A bivariate
histogram shows the distribution of data for two continuous numeric
variables. In the following graph, the X axis displays HEIGHT values
and the Y axis displays WEIGHT values. The Z axis represents the frequency
count of observations. The Z values could be some other measure (for
example, percentage of observations), but they can never be negative.
As with
a standard histogram, the X and Y variables in the bivariate histogram
have been uniformly binned, which means that their data ranges have
been divided into equal sized intervals (bins), and that observations
are distributed into one of these bin combinations.
The BIHISTOGRAM3DPARM statement,
which produced this plot, does not perform any binning computation
on the input columns. Thus, you must pre-bin the data. In the following
example, the binning is done with PROC KDE (part of the
SAS/STAT product).
proc kde data=sashelp.heart;
bivar height(ngrid=8) weight(ngrid=10) /
out=kde(keep=value1 value2 count) noprint plots=none;
run;
In this
program, the NGRID= option sets the number of bins to create for each
variable. The default for NGRID is 60. The binned values for HEIGHT
are stored in VALUE1, and the binned values for WEIGHT are stored
in VALUE2. This selection of bins produces 1 observation for each
of the 80 bin combinations. Frequency counts for each bin combination
are placed in a COUNT variable in the output data set.
Notice
that when you form the grid by choosing the number of bins, the bin
widths (about 3.5 for HEIGHT and about 26 for WEIGHT) are most often
non-integer.
The following
template definition displays this data.
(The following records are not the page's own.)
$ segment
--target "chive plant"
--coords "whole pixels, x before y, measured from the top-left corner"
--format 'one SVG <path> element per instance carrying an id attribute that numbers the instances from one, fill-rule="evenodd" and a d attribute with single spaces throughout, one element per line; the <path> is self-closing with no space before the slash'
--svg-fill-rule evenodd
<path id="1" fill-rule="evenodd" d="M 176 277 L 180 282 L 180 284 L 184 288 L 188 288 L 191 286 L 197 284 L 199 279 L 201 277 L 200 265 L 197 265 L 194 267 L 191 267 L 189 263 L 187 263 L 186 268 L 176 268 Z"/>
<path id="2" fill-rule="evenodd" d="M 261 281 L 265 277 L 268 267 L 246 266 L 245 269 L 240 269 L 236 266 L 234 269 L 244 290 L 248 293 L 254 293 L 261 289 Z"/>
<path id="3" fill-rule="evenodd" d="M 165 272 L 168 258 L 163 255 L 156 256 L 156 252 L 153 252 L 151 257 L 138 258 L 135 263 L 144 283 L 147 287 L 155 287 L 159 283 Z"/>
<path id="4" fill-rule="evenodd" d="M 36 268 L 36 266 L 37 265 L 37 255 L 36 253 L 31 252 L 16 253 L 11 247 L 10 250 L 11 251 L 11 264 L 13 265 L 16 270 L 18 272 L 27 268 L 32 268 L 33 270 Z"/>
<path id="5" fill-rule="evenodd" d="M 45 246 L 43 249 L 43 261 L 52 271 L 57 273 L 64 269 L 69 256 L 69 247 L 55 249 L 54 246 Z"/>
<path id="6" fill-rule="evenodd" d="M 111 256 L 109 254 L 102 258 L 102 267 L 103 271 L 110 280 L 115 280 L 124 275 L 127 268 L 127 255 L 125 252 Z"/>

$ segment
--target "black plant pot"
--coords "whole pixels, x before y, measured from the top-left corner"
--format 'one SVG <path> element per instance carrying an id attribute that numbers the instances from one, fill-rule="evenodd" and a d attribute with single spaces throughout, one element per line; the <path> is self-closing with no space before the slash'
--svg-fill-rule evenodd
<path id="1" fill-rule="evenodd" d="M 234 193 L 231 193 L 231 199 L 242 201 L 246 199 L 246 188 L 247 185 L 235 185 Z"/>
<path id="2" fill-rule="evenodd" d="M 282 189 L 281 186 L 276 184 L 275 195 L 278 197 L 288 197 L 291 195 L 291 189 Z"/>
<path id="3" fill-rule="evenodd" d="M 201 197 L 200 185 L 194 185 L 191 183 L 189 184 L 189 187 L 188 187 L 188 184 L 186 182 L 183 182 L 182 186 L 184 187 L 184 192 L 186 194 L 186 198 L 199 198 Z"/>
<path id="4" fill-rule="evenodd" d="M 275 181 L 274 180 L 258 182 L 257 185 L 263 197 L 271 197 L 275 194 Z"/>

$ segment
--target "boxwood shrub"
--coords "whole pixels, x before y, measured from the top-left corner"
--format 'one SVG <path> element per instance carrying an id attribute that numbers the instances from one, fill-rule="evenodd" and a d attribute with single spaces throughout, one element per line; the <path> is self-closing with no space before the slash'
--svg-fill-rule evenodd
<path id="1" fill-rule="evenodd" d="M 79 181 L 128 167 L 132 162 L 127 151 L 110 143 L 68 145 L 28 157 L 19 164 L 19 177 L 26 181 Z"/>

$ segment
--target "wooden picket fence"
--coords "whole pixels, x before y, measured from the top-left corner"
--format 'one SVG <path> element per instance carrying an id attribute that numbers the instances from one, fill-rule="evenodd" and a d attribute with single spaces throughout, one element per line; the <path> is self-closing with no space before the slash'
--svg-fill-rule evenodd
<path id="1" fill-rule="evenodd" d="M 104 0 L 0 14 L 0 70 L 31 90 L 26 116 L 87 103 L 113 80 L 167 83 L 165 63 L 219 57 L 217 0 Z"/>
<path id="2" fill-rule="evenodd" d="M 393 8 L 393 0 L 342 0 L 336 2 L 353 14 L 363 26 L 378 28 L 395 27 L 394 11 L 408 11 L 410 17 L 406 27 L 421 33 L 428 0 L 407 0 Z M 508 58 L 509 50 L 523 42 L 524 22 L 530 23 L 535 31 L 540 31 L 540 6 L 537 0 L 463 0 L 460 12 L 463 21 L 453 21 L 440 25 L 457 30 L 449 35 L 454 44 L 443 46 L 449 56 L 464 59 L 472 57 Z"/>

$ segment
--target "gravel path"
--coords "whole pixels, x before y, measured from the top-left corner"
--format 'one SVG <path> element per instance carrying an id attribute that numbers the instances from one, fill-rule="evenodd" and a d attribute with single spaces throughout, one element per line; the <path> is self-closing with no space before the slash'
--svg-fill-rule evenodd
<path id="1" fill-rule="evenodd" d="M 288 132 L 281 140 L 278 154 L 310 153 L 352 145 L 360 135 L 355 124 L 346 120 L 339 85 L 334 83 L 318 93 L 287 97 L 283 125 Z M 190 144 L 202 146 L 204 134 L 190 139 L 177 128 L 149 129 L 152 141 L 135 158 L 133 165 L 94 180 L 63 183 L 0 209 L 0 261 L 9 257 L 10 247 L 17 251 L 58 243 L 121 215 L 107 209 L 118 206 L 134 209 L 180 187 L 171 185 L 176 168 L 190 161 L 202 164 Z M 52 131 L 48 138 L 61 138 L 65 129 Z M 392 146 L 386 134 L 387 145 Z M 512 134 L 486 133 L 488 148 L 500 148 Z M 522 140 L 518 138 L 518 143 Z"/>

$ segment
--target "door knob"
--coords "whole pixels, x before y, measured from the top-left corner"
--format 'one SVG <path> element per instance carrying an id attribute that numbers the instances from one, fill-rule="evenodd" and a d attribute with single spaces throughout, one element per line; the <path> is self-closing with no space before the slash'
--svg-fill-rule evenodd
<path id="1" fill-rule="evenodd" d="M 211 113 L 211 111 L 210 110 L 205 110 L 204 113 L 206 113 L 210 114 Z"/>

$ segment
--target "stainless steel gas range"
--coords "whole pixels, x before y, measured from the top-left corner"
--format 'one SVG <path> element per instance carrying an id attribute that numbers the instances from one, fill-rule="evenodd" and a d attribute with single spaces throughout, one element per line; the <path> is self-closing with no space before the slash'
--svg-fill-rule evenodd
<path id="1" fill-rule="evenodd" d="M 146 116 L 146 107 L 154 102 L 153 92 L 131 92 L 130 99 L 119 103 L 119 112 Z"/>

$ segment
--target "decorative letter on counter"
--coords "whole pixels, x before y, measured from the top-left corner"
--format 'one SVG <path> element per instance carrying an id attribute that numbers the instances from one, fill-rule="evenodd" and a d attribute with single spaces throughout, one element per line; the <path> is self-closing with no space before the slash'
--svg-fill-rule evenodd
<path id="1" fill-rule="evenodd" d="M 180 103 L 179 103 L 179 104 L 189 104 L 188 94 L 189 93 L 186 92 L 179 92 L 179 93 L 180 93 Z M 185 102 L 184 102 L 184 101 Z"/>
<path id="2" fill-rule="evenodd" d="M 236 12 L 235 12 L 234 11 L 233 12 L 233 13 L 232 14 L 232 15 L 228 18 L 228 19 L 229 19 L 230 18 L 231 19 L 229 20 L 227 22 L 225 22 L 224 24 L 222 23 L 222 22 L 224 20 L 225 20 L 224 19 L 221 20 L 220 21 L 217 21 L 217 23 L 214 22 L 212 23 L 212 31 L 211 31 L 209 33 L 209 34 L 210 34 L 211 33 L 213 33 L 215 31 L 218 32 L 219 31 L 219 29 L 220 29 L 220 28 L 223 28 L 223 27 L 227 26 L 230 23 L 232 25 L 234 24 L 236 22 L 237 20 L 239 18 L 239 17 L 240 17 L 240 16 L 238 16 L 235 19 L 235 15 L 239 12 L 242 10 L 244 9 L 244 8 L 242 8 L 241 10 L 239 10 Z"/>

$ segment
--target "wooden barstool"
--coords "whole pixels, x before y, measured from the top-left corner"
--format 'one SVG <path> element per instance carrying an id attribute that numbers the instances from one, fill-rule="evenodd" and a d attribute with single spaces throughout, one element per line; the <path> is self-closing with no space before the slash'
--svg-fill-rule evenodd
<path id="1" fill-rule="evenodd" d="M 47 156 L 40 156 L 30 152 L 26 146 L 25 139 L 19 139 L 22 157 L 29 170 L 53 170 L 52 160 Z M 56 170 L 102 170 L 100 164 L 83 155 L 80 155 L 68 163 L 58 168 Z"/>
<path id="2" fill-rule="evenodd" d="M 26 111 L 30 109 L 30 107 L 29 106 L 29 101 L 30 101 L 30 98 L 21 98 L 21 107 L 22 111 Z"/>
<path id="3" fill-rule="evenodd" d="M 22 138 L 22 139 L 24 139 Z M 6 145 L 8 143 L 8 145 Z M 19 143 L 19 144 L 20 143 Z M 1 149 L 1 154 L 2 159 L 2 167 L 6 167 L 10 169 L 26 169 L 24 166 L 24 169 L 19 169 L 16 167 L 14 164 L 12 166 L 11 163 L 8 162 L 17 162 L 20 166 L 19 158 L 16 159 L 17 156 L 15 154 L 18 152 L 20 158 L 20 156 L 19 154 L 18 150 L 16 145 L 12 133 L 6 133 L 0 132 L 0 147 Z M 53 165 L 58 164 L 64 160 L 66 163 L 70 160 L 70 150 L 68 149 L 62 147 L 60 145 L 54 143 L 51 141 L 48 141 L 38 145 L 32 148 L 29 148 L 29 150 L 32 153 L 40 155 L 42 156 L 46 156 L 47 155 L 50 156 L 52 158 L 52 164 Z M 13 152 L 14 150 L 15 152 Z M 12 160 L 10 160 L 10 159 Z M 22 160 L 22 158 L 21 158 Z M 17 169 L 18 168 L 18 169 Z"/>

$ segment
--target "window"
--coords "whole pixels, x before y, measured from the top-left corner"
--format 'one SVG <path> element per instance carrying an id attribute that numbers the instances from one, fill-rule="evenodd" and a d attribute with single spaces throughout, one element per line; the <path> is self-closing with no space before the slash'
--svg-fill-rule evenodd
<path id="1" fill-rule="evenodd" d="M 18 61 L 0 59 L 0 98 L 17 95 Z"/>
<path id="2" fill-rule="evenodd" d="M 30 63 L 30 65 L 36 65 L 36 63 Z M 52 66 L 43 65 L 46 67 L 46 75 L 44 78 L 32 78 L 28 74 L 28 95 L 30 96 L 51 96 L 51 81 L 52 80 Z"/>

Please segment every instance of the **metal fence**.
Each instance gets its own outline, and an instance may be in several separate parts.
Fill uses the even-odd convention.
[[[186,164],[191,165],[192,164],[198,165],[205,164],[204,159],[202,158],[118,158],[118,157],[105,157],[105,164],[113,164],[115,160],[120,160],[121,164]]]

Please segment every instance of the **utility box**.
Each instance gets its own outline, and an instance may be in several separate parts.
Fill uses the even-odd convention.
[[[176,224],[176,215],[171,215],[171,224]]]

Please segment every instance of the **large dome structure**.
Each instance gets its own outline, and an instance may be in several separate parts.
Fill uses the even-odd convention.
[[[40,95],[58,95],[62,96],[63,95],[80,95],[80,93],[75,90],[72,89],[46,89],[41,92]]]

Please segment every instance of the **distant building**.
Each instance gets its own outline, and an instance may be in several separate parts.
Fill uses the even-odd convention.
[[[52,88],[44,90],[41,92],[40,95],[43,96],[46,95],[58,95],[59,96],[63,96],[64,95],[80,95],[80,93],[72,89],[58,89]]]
By default, the BINAXIS=TRUE
setting requests that X and Y axes show tick values at bin boundaries.
Also by default, XVALUES=MIDPOINTS and YVALUES=MIDPOINTS, which means
that the X and Y columns represent midpoint values rather than lower
bin boundaries (LEFTPOINTS) or upper bin boundaries (RIGHTPOINTS).
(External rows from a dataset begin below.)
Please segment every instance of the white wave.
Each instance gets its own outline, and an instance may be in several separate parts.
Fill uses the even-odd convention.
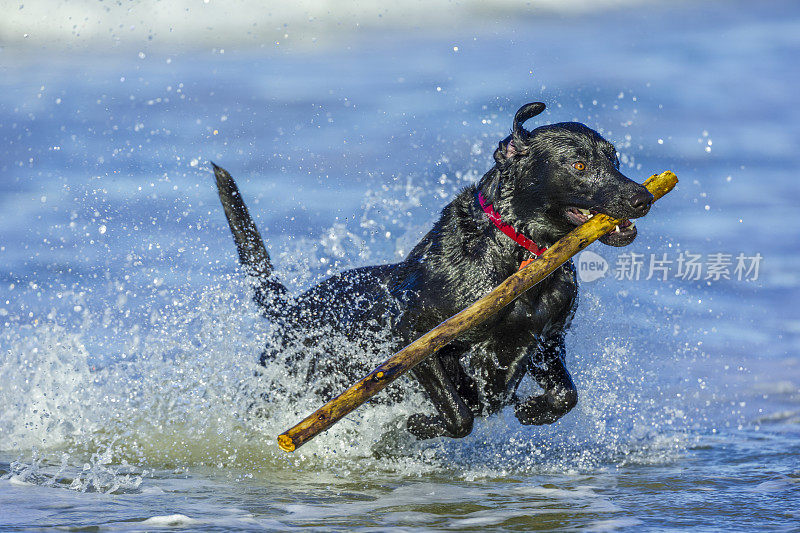
[[[7,4],[0,43],[124,45],[312,44],[364,29],[424,29],[440,33],[489,19],[547,13],[565,15],[621,8],[647,0],[379,0],[261,2],[258,0],[134,0],[23,2]],[[9,3],[10,4],[10,3]]]

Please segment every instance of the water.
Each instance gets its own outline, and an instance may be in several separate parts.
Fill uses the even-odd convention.
[[[446,30],[367,10],[281,44],[278,24],[207,42],[140,24],[109,47],[4,22],[0,527],[796,529],[800,8],[495,7]],[[426,408],[412,390],[281,452],[317,404],[252,416],[270,384],[302,385],[255,374],[269,329],[208,161],[299,291],[407,253],[532,100],[602,131],[631,177],[681,179],[633,245],[590,248],[609,270],[567,341],[576,409],[420,443],[397,429]],[[630,252],[639,279],[616,279]],[[690,253],[730,254],[732,279],[676,277]],[[758,279],[736,279],[740,253],[761,254]],[[650,254],[667,280],[645,279]]]

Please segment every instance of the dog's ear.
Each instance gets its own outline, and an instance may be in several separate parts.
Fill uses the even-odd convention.
[[[530,137],[530,132],[522,127],[525,121],[539,115],[545,109],[542,102],[531,102],[520,107],[514,115],[514,125],[511,128],[511,135],[500,141],[497,150],[494,151],[494,160],[497,163],[514,157],[524,155],[527,151],[524,148],[525,140]]]
[[[493,204],[500,198],[500,172],[490,170],[478,184],[487,204]]]
[[[514,137],[527,137],[530,135],[530,132],[522,127],[525,124],[525,121],[532,119],[536,115],[539,115],[542,111],[544,111],[545,106],[542,102],[531,102],[530,104],[525,104],[524,106],[520,107],[517,110],[517,113],[514,115],[514,127],[511,128]]]

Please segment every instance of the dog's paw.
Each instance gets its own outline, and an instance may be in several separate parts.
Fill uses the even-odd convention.
[[[416,413],[408,417],[406,430],[420,440],[447,435],[442,419],[438,416]]]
Not all of the bins in this graph can be labelled without collision
because the graph is small. Thus, the ticks and tick values were thinned.
The non-integer bin values are converted to integers ( TICKVALUEFORMAT=5.
) to simplify the axis tick values. DISPLAY=ALL means "show outlined,
filled bins."
proc template;
define statgraph bihistogram1a;
begingraph;
entrytitle "Distribution of Height and Weight";
entryfootnote halign=right "SASHELP.HEART";
layout overlay3d / cube=false zaxisopts=(griddisplay=on)
xaxisopts=(linearopts=(tickvalueformat=5.))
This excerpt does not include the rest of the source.